Peace by Prompt
Custom AI chatbots are supporting peacebuilders in Sudan and offering Congolese audiences an antidote to bias.
With people turning to AI chatbots as therapists, coaches, and lawyers, should peacebuilders also look to Grok or Claude for mediation advice? Not necessarily, according to new research by the Institute for Integrated Transitions that warns of the risks of taking AI mediation advice at face value.
That’s why initiatives to customize AI chatbots in Africa are worth watching. Two efforts in particular—Akord AI in Sudan and Cocorico in the Democratic Republic of Congo—show how customization, curation, and ethical guardrails can turn off-the-shelf AI chatbots into real peacebuilding tools.
Akord AI and the peace accord library
Developed by Conflict Dynamics International, Akord AI is a chatbot designed to support Sudanese peacebuilders, civil society actors, diplomats, and policy influencers. Instead of scraping the internet, it draws exclusively from a curated library of more than 3,000 resources—peace agreements, constitutional texts, case studies on women’s inclusion, and strategies from both global and local sources, in English and Modern Standard Arabic.

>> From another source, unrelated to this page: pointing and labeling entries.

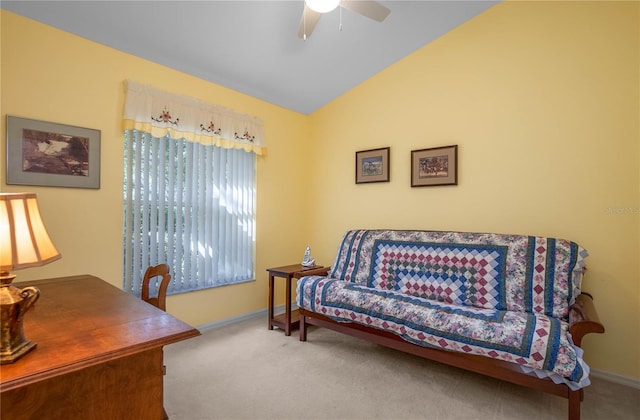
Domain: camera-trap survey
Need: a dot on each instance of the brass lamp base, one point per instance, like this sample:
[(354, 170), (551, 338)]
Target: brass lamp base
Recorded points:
[(14, 303)]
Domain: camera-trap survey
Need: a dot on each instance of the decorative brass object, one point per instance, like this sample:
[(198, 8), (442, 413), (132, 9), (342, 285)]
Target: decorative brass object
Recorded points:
[(14, 304), (24, 242)]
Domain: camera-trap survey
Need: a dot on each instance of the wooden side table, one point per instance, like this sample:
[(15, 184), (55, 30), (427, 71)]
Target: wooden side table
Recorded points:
[(288, 272)]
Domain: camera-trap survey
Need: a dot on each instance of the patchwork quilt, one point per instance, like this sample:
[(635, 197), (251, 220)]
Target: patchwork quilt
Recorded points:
[(502, 296)]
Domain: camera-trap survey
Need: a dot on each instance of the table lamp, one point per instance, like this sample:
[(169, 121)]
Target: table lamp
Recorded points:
[(24, 242)]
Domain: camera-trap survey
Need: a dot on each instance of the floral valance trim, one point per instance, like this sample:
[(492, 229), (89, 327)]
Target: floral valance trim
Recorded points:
[(161, 113)]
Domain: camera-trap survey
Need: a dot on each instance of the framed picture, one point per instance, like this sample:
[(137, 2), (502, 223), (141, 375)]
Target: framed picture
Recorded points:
[(435, 166), (53, 155), (372, 165)]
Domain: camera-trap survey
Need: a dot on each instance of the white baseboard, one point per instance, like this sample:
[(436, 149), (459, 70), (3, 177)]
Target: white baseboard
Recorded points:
[(240, 318), (602, 374), (615, 378)]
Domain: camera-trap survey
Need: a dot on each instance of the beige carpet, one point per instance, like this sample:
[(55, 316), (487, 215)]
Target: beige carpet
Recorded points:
[(245, 371)]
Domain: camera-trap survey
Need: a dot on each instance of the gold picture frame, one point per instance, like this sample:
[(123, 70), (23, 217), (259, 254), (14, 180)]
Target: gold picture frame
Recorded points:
[(372, 165), (434, 166)]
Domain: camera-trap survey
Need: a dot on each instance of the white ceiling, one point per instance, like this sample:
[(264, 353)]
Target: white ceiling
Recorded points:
[(252, 46)]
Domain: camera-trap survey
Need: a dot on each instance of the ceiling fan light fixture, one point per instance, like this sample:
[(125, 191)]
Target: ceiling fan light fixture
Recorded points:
[(322, 6)]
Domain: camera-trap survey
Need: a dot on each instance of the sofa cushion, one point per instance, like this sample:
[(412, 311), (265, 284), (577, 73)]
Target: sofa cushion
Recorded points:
[(484, 270), (527, 339)]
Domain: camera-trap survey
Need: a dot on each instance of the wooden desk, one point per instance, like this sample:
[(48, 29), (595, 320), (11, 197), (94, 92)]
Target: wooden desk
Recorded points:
[(98, 354)]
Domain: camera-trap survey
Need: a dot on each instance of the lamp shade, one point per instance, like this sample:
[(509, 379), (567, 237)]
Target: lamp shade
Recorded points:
[(322, 6), (24, 241)]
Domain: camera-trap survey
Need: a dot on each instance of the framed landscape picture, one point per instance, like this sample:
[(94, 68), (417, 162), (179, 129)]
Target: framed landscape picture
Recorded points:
[(372, 165), (435, 166), (51, 154)]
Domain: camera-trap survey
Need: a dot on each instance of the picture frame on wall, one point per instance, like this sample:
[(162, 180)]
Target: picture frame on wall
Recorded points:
[(434, 166), (51, 154), (372, 165)]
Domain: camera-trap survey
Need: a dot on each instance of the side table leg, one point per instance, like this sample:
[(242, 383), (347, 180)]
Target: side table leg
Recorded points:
[(287, 327), (270, 302)]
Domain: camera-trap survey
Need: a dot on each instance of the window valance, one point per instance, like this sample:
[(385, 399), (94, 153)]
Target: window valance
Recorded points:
[(162, 113)]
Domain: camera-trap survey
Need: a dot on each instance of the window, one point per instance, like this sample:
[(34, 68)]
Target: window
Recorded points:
[(191, 206)]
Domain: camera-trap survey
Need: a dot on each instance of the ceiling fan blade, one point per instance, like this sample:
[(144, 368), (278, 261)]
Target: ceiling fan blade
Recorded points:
[(371, 9), (308, 22)]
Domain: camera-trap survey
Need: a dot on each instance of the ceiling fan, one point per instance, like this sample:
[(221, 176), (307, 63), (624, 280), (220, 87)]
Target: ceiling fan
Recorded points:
[(313, 9)]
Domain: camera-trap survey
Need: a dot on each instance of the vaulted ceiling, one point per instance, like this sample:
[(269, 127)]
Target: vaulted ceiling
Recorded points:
[(252, 46)]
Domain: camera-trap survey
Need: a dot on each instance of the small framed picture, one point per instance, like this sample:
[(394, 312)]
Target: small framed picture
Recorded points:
[(372, 165), (435, 166), (51, 154)]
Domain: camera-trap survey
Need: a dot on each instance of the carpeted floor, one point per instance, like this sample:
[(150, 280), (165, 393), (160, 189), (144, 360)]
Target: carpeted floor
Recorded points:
[(245, 371)]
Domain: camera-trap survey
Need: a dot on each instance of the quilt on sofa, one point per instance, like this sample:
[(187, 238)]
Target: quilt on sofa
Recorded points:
[(501, 296)]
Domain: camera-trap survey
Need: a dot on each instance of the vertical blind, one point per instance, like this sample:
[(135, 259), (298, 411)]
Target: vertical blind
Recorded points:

Because Akord only draws on its curated library, it has so far avoided the hallucinations common in mainstream chatbots.
The design principle is transparency. “We didn’t want users guessing whether a response was accurate,” said Nanako Tamaru of CDI. “Every answer links to its source. You can decide for yourself if it’s credible.” Nearly 1,500 people—from Sudanese youth ambassadors to foreign ministry staff—have already used it.
Akord is powered by GPT-4o, but fine-tuned through red-teaming and ethical prompt design. It rejects requests that promote hate, disinformation, or electoral manipulation. “We’re not trying to replace expertise,” said Tamaru. “Just making it easier to find —especially when it’s scattered across decades of reports, agreements, and strategies.”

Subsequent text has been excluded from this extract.